Figure 1. Brexit: What happens next? Source: The Times.

Figure 1. Brexit: What happens next? Source: The Times.

Furthermore, the break-up of the Union of England, Scotland, Wales and Northern Ireland is now being openly talked about. Both Scotland and Northern Ireland voted to remain in the EU. Nicola Sturgeon, the Scottish First Minister, says the decision to suspend parliament may have made independence ‘completely inevitable’, while a hard border between Northern Ireland and the Republic of Ireland, in the event of a no deal, imperils the 1998 Good Friday Agreement and could strengthen the cause of a united Ireland.

Not only does the end of the union seem more likely, but so few supporters of it appear to care. Only 30% of British Conservatives (officially the Conservative and Unionist Party), and only 14% of Brexit Party voters, would oppose Brexit if it meant the break-up of the union, according to a You Gov poll.

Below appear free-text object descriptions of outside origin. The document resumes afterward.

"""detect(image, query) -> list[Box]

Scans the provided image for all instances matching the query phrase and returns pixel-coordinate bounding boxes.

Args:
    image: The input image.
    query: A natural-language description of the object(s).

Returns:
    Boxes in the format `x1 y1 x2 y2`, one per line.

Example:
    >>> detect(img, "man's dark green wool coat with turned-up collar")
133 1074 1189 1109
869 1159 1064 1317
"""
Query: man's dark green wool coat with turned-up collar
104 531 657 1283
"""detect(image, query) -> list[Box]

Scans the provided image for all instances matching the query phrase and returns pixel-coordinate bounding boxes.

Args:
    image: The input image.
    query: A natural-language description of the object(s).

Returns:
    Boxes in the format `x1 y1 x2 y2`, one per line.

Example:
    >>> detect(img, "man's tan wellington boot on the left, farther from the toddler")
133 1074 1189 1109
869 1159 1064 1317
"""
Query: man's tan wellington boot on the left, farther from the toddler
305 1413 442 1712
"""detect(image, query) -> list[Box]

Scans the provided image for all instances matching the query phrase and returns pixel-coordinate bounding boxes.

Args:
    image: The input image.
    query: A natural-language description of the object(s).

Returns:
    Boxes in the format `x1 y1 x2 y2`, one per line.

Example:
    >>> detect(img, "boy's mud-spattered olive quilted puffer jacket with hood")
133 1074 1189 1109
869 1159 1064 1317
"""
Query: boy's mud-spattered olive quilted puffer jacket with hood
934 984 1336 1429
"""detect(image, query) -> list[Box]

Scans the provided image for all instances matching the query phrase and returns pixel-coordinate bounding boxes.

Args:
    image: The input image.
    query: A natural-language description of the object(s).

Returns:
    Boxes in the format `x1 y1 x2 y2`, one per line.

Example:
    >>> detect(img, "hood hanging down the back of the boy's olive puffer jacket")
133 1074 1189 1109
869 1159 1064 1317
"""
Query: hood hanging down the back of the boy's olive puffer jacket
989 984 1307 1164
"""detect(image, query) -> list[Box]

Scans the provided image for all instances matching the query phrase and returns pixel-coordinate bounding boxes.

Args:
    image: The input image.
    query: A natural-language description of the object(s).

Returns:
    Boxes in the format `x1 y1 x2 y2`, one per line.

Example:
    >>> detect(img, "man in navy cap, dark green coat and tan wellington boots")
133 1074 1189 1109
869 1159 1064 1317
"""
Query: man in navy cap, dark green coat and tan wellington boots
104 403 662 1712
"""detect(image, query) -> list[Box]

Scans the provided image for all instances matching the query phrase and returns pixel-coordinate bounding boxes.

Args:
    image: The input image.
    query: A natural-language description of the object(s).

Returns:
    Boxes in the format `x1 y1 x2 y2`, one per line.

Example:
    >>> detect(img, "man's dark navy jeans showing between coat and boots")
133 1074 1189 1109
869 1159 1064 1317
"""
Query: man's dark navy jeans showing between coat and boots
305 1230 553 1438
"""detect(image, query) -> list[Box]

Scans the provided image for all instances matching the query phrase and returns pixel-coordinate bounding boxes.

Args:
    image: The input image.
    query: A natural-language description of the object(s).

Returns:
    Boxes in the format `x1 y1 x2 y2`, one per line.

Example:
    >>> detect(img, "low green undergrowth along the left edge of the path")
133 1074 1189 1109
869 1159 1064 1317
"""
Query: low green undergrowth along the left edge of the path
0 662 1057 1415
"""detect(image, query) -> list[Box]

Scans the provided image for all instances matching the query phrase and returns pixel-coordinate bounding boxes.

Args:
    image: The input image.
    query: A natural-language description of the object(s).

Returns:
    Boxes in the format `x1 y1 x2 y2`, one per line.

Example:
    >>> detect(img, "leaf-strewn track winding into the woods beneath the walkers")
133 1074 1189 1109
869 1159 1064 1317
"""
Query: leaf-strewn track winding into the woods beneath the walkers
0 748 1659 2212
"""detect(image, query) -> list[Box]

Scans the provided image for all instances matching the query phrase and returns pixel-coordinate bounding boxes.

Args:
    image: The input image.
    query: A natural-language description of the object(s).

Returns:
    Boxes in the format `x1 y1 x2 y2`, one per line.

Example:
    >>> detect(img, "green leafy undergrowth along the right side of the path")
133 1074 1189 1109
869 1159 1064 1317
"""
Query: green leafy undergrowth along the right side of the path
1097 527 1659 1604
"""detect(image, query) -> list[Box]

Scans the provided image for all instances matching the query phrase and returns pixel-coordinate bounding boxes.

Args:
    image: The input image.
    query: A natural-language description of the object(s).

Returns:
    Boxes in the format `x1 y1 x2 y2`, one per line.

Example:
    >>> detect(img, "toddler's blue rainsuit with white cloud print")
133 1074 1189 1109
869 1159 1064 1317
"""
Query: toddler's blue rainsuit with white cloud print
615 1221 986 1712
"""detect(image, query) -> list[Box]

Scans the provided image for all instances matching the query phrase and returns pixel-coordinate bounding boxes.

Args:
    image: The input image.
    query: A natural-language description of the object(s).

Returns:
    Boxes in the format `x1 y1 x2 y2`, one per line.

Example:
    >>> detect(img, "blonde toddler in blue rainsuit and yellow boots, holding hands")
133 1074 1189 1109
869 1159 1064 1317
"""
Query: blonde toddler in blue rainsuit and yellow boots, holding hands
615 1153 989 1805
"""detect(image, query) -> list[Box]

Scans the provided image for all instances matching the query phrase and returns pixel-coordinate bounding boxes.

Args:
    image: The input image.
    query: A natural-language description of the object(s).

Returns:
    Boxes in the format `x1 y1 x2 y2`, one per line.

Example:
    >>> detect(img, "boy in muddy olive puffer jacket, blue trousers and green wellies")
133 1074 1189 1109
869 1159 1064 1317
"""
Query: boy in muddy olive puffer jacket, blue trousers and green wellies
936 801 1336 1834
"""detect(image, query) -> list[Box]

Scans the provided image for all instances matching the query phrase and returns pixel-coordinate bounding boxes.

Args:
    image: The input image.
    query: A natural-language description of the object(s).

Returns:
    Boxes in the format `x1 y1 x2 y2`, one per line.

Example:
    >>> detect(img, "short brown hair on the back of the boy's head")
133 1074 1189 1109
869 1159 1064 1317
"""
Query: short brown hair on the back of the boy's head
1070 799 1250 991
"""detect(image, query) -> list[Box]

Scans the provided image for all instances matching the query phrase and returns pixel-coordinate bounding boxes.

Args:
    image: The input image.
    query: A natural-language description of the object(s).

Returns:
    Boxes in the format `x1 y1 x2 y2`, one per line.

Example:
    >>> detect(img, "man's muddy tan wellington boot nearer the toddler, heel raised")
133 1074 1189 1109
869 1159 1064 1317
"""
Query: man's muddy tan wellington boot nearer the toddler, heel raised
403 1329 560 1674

The UK political system has long prided itself for pragmatism and avoiding extremism. This is no longer the case. Britain is not a failed state in the generally accepted meaning (one whose political or economic system has become so weak that the government is no longer in control), but the body politic is failing to deliver in the best interests of the country as whole.

But that perhaps is inevitable when a referendum is held on such a complex issue as leaving the EU, and with a 50% threshold that was far too low for such a fundamental constitutional issue, and is narrowly won on the basis of simplistic arguments and lies whose propagation was greatly helped by social media.